🔴 Round 3 — Scenario-Based EKS / Kubernetes (Advanced–Production Critical)
✅ Q1 — Sudden Traffic Spike, Cluster Meltdown
Question: Traffic spiked 5×. HPA scaled pods, Cluster Autoscaler added nodes, but app still timing out. Why can this still fail?
Answer: Bottleneck may be DB, downstream API, or connection pool limits — not pods. Also pod startup time + image pull delay causes lag. Check service saturation, DB connections, and queue depth. Scaling compute doesn’t fix external bottlenecks.
✅ Q2 — Multi-AZ Cluster, App Still Went Down When One AZ Failed
Question: Nodes were in 3 AZs but outage still happened. What likely design mistake?
Answer: Pods likely scheduled into single AZ due to no topology spread or anti-affinity. Also EBS volumes are AZ-bound — StatefulSet may be tied to failed AZ. Need topologySpreadConstraints + multi-AZ storage strategy.
✅ Q3 — Cluster Autoscaler Causing Cost Explosion
Question: Autoscaler keeps adding nodes every night due to batch jobs. How do you control this?
Answer: Use separate node group for batch with taints/tolerations. Set max node group size and pod resource requests correctly. Also use scheduled scaling or Karpenter with constraints. Don’t mix batch and critical workloads.
✅ Q4 — Pods Frequently Evicted Under Load
Question: Pods getting evicted, not crashing. Why?
Answer:
Node memory pressure or ephemeral storage pressure. Check kubectl describe node conditions. Eviction happens when requests are too low and limits too high. Fix by realistic requests and node sizing.
✅ Q5 — Need Pod-Level Network Security Like EC2 SG
Question: How do you implement that in EKS?
Answer: Use Security Groups for Pods feature. Attach SG via pod annotation and ENI trunking. Useful for DB or regulated access patterns. Requires VPC CNI advanced config.
✅ Q6 — Large Cluster, Scheduling Slow
Question: Pod scheduling taking minutes. Why?
Answer: Too many complex affinity/anti-affinity rules slow scheduler. Also huge cluster with insufficient scheduler resources. Reduce rule complexity and use topology spread instead of heavy anti-affinity.
✅ Q7 — Production Outage After ConfigMap Change
Question: ConfigMap updated, all pods restarted, app broke. What safer pattern?
Answer: Use canary rollout with new ConfigMap version name. Update deployment gradually. Never mutate shared ConfigMap live for critical apps. Version configs like code.
✅ Q8 — Need Guaranteed Capacity for Critical App
Question: Spot + on-demand mixed cluster — how ensure critical pods never land on spot?
Answer: Taint spot nodes and add tolerations only to noncritical workloads. Critical workloads get node affinity to on-demand node group. Also use PriorityClass.

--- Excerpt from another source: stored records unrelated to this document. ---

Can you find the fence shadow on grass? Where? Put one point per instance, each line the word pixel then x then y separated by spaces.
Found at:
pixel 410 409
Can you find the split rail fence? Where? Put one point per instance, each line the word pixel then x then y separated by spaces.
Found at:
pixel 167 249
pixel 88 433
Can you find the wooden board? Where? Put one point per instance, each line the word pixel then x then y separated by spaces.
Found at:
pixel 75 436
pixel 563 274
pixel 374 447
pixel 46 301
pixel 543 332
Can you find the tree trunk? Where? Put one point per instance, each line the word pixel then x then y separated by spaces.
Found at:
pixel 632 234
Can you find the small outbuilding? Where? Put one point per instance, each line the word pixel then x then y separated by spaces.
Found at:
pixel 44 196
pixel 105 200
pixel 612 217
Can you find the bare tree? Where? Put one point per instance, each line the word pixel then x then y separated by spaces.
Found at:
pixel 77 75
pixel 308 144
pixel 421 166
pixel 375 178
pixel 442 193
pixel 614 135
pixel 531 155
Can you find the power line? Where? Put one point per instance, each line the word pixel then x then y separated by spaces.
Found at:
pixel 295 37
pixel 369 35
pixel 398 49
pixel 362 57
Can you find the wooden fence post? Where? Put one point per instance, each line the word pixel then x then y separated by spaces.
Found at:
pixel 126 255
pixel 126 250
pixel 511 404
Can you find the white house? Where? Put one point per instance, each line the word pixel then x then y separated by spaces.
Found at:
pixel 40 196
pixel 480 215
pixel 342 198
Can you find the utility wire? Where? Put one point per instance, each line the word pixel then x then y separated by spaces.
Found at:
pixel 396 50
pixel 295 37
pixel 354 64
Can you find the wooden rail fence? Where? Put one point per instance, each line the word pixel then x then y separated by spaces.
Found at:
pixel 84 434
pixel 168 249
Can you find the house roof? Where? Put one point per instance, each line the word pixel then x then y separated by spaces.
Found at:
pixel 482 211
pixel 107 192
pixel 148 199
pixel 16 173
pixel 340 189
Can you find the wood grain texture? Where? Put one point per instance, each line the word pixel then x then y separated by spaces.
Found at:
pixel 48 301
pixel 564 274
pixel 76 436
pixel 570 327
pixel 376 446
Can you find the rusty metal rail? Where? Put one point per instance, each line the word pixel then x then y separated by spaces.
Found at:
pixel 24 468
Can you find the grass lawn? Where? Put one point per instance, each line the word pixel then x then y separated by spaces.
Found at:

✅ Q9 — API Server Rate Limiting During Incident
Question: kubectl and controllers timing out — API throttling. Cause?
Answer: Too many controllers/operators or bad loops spamming API. Also massive watch events during scale storms. Reduce controller count and tune client QPS/burst settings.
✅ Q10 — Need Safe Multi-Cluster Strategy
Question: When do you choose multi-cluster over multi-namespace?
Answer: Use multi-cluster for blast-radius isolation, compliance, or env separation. Namespaces are not hard isolation. Production vs staging should be separate clusters in most real orgs.